Ex-cangaceiro é recebido como herói no Cariri
A descoberta de que um dos mais temidos cangaceiros do grupo de Lampião, Antônio José da Silva, ou simplesmente, Moreno, ainda vive, em Belo Horizonte, movimentou o Cariri, em particular, Brejo Santo, sua terra natal e de onde fugiu acusado de assassinato antes de entrar para o bando. A notícia, publicada pelo Diário do Nordeste, na edição do dia 5 de março passado, motivou Moreno a voltar ao Ceará e ser recebido como herói.
O ex-cangaceiro do grupo de Lampião, Antônio José da Silva, conhecido por “Moreno” , 96 anos, que saiu de Brejo Santo, em 1930, escurraçado com vários crimes nas costas, foi recebido como herói na mesma cidade onde ele espalhou o terror e o medo. Moreno foi recepcionado com festas pelo prefeito da cidade, Arônio Lucena, secretários municipais e um grupo de vereadores. Concedeu entrevistas as emissoras de rádio e abraçou sobrinhos e amigos de infância.
O reencontro do passado com o presente aconteceu no Hotel Municipal, na entrada da cidade. Na Churrascaria Labareda, onde almoçou, Moreno reconheceu o profeta de chuvas e marcador de cacimbas Janeta Lucena que foi seu companheiro de brincadeiras nas ruas de Brejo Santo. Perguntou por seus colegas de escolas, entre os quais, Emílio Leite, irmão do ex-reitor da Universidade Federal do Ceará Fernando Leite. Emocionou-se quando foi informado que todos os seus irmãos morreram.
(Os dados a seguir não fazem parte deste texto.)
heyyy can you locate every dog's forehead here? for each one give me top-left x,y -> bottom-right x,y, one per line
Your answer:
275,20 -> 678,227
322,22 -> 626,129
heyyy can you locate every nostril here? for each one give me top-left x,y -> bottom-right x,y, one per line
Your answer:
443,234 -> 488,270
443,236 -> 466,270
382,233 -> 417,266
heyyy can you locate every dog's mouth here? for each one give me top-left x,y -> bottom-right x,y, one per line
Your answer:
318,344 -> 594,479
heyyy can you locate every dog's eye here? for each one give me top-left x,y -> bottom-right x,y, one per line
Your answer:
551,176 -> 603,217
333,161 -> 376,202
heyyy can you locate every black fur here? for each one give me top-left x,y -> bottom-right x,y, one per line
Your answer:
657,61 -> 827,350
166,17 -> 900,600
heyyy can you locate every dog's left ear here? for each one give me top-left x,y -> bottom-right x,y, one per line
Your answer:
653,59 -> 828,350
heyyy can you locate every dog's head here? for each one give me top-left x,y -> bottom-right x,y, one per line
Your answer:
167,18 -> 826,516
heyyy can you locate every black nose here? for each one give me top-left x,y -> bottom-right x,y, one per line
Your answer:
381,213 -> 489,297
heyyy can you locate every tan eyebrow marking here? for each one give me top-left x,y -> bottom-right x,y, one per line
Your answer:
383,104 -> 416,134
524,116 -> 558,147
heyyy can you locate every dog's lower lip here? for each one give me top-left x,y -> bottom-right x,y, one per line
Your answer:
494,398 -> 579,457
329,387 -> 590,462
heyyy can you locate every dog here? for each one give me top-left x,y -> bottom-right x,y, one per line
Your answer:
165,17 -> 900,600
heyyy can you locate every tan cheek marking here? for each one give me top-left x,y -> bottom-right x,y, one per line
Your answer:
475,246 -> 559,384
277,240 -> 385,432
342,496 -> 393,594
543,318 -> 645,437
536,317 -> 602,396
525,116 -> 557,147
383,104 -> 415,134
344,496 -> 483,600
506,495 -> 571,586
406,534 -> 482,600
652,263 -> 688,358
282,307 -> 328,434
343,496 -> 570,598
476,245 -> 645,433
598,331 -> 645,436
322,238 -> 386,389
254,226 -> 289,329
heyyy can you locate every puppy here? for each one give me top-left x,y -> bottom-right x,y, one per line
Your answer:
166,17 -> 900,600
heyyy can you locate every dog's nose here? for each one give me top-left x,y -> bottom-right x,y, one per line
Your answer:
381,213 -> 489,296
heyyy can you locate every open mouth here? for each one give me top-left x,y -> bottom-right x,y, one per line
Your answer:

Lembrou-se de Isaura, um velho amor que só foi esquecido quando conheceu Duvinha, sua atual mulher, que não o acompanhou porque está doente em Belo Horizonte, onde reside.
VOLTAS ÀS ORIGENS — Ao rever as ruas e sítios que fizera parte de sua infância, se admira com o crescimento de Brejo Santo e lamenta o desmatamento. “Antes, tudo isso era mata fechada”, lembra.
Na conversa com os parentes, entre risos e lágrimas e versos improvisados, reviveu a sua adolescência sofrida marcada por um ardente desejo de ser soldado de polícia. O destino, entretanto, lhe foi cruel. Terminou levando uma surra dos soldados de Brejo Santo, sob a acusação injusta de ter roubado um carneiro. Quando saiu da cadeia, matou o homem que o denunciou e o verdadeiro ladrão do carneiro.
Diante do pai, Manoel Francisco, assumiu um compromisso: “agora, vou ser cangaceiro do grupo de Lampião”. A partir daí virou uma fera. Matou e castrou alguns dos seus perseguidores. Ele nega estes crimes, dizendo que não assassinou ninguém em Brejo Santo. Mas a própria família confirma as atrocidades praticadas por Moreno que, com 19 anos, fugiu para a Paraíba. Em Cajazeiras, matou mais um. Fugiu para Alagoas, aonde já chegou com a fama de valente.
Tentou a profissão de barbeiro. Foi contratado por um proprietário rural para defender uma fazenda do ataque dos cangaceiros. Terminou se integrando ao grupo de Virgínio, cunhado de Lampião de quem se tornou amigo. Dirigiu o seu próprio grupo. Participou de todos os tiroteios entre cangaceiros e policiais na década de 30. Nas suas contas, matou cerca de 21 homens. Os historiadores dizem que este número é muito maior. Moreno justifica: “estava ali para matar e morrer, não tinha alternativa”. O velho cangaceiro complementa afirmando que não dava tiro perdido. “Só atirava, quando o inimigo estava na mira do meu mosquetão”.
Em 1939, voltou a Brejo Santo para se despedir da família. Fugiu para Minas Gerais, uma viagem que durou três meses por dentro do mato. Lá era conhecido como Antonio Souto ou Antonio Pernambucano, um exemplar pai de cinco filhos. Depois de passar 70 anos em silêncio sobre seu passado, resolveu contar parte da verdade aos filhos. Revelou que, quando cangaceiro, entregou um filho ao vigário de Tacaratu, em Pernambuco. A quebra do pacto de silêncio foi a pista para a família descobrir o resto da história. Moreno argumenta que só não revelou o segredo antes porque tinha medo de ser degolado e jogado para os urubus como aconteceu com muitos dos seus companheiros.